I have some arrays like this:

['دوره', 'ندارد', '\uf0d6', 'دارد']

I want to remove the specific Unicode characters like \uf0d6 from them. I have tried this:

  for item in tagArray[0]:
    if item.startswith('\u'):
      tagArray[0] = tagArray[0].remove(item)

but when I run it, I receive this error:

SyntaxError: (unicode error) 'unicodeescape' codec can't decode bytes in position 0-1: truncated \uXXXX escape

How to fix this issue?

Edit: The Encode/Decode for ASCII Characters or the <128 methods don't work, since Persian characters aren't ASCII and it removes all of them.

BlueBlue
  • 81
  • 1
  • 8
  • 1
    Does this answer your question? [Replace non-ASCII characters with a single space](https://stackoverflow.com/questions/20078816/replace-non-ascii-characters-with-a-single-space) – sahasrara62 Sep 06 '21 at 19:50
  • Its because python expects 4 digits after the `\u`. Instead, try looking for unicode characters through a range outside of the ASCII range (> 128). – Frontear Sep 06 '21 at 19:56
  • @sahasrara62 this method doesn't work because Persian characters aren't ASCII, so it removes all of them – BlueBlue Sep 06 '21 at 20:05
  • @Frontear this method doesn't work because Persian characters aren't ASCII, so it removes all of them – BlueBlue Sep 06 '21 at 20:12
  • You can create an exception for all Persian unicode letters, which should exclude your strings.

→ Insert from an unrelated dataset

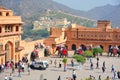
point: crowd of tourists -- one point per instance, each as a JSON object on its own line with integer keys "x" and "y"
{"x": 12, "y": 67}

Consider a Unicode table for reference. – Frontear Sep 06 '21 at 20:22
  • 1
    '\uXXXX' is not a string consisting many characters: it doesn't have `\` nor `u`. It is just an escape sequence meaning: *this really mean the character/code point at XXXX (in Unicode Database)*. When Python execute the code, it just see one character. Note: it is much like other escape sequences, like `\n` (usually for unprintable and or difficult to type, or just because a specific code point is needed). – Giacomo Catenazzi Sep 07 '21 at 06:23
  • There really isn't enough information to answer this question well, but note that the character shown as an escape code is a private use character and has no assigned definition. You can use `unicodedata.category` to filter out character types you don't want. For example `Lo` or *Letter, other* is the category of the Persian code points, and `Co` (*private use*) is the category of U+F0D6. – Mark Tolonen Sep 07 '21 at 17:06

1 Answers1

1

You can try the following code snippet. Hope it works for you.

Code:

import re

def remove_unicode(str):
    return re.sub(r'[^\w]+', '', str, flags=re.U)

str_list = ['دوره', 'ندارد', '\uf0d6', 'دارد']
res_list = []

for str in str_list:
    res_str = remove_unicode(str)
    if res_str:
        res_list.append(res_str)

print(res_list)

Output:

['دوره', 'ندارد', 'دارد']
Sabil
  • 3,750
  • 1
  • 5
  • 16